For example: MHS's upper benchmark (for the next 3–5 years) for mammography screening was 80%; MHS' target for the upcoming year is assigned to 70%; MHS' end of last year performance was 60%.
$$ \frac{\mathrm{Mammography}\ \mathrm{IF}=\left(70\hbox{--} 60\right) = 0.5}{\left(80\hbox{--} 60\right)} $$
The unit's last year performance in Mammography screening was 50%
$$ \mathrm{U}\mathrm{T}\ \mathrm{mammography} = 0.5\left(80\hbox{--} 50\right) + 50 = 65\% $$
$$ \mathrm{U}\mathrm{G}\ \mathrm{mammography} = 0.3\ \left(65/80\right) + 0.7\ \left(65/65\right) = 0.94 $$

Reports and rewards

Performance data at the branch (unit), region and organization levels were distributed monthly to all managers and caregivers. Quarterly and yearly reports analyzed temporal trends and gaps in performance between units serving different sub-populations. These same reports were used to identify the need for process redesign, and to encourage the design of tailor-made local interventions [21].

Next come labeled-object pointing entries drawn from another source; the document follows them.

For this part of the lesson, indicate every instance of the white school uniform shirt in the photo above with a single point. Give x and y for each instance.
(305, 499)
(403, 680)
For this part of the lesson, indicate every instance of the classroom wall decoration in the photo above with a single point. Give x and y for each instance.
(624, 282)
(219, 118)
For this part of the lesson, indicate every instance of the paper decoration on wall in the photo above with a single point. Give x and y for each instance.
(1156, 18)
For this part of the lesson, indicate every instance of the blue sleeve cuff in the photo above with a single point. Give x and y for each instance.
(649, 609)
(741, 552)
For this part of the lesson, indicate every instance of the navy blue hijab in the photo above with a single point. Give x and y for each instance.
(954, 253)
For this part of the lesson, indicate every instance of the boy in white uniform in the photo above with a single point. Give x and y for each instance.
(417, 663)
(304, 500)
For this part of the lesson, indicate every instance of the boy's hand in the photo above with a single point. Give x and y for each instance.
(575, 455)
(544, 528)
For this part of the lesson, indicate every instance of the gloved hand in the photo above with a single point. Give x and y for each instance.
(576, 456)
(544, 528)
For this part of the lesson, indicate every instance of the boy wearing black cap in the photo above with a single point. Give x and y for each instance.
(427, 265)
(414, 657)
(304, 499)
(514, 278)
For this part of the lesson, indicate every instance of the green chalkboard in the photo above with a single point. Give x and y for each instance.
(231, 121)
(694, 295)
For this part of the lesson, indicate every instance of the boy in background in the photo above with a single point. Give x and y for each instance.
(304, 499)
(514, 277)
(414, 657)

Rewards were mainly based on organizational acknowledgements to managers who achieved higher scores. Every year, in an organizational managerial conference, these managers were publicly announced. There were no sanctions on those branches who did not meet the desired scores, however, there was a managerial pressure to improve performance.

Methods

Analyzing trends in clinical performance and between sub population groups

Measurements

In order to evaluate changes in performance over time, six indicators, for which definitions were not changed over time stable and each patient's data was fully recorded, were selected: 1) mammography; 2) colorectal cancer screening; 3) HbA1C performance; 4) diabetes adequate control; and 5) diabetes poor control (Table 1). These indicators were compared for the years 2003–2009 and analyzed for members' socio-economic and ethnic characteristics (Israeli Arabs and Israeli non-Arabs).

Statistical methods

For each indicator, rates were calculated by dividing the number of eligible patients who utilized the service or achieved the treatment goal by the number of those who met the eligibility criteria for the service.

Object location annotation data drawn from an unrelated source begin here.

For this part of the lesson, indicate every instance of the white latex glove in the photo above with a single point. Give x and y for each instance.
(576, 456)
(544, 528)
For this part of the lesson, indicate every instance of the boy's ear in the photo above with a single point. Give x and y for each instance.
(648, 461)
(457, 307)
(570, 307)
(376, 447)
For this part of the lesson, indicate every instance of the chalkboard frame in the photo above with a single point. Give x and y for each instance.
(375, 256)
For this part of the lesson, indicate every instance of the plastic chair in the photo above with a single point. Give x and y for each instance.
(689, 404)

To assess the significance of the trends over time (2003–2009), we estimated linear regression models for curve fit for each of the selected indicators.

The Curve Estimation procedure generates a time variable in which the period of time between cases is uniform. If Time is selected, the dependent variable should be a time-series measure. Time-series analysis requires a data file structure, in which each case (row) represents a set of observations at different times, and the period of time between cases is uniform [22].

Dependent variable: each indicator’s rate.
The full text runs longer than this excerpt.